Monday, August 29, 2011

poetry snapshots: david cooke






WORK HORSES




The clanking compound of the brewery

where my dad did shifts, whenever

work was slack on the buildings,

is buried now somewhere

beneath the panels of the multi-storey

car park and the chat that drifts across

from the cappuccino pavement.



Born to a scant inheritance

of rushy Sligo acres, my dad was bred

like his brothers to follow the work,

sending remittances home

from London, Reading, and Philadelphia –

for worklessness

would have been their defining shame.



And somewhere in the grainy hinterland

of just remembered childhood

I am watching a drayman

as he guides heraldic, towering horses

through a time-thinned stream of traffic.

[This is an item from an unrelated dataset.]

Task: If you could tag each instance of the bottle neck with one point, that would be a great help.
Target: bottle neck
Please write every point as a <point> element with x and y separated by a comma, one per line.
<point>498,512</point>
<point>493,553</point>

Their sinews barely tensed,

they go unfussed about their business.







David Cooke won a Gregory Award in 1977 and published Brueghel’s Dancers in 1984, but stopped writing for twenty years. His poems and reviews have appeared or are forthcoming in numerous journals such as Agenda, The Bow Wow Shop, Critical Quarterly, Cyphers, The Frogmore Papers, The Irish Press, The London Magazine, The North, Orbis, Other Poetry, Poetry Ireland Review, Poetry London, Poetry Salzburg Review, The Reader, The SHOp, Stand, Staple, and The Use of English. His retrospective collection, In the Distance, has just been published by Night Publishing and a further collection, Work Horses will be published by Ward Wood Publishing in 2012.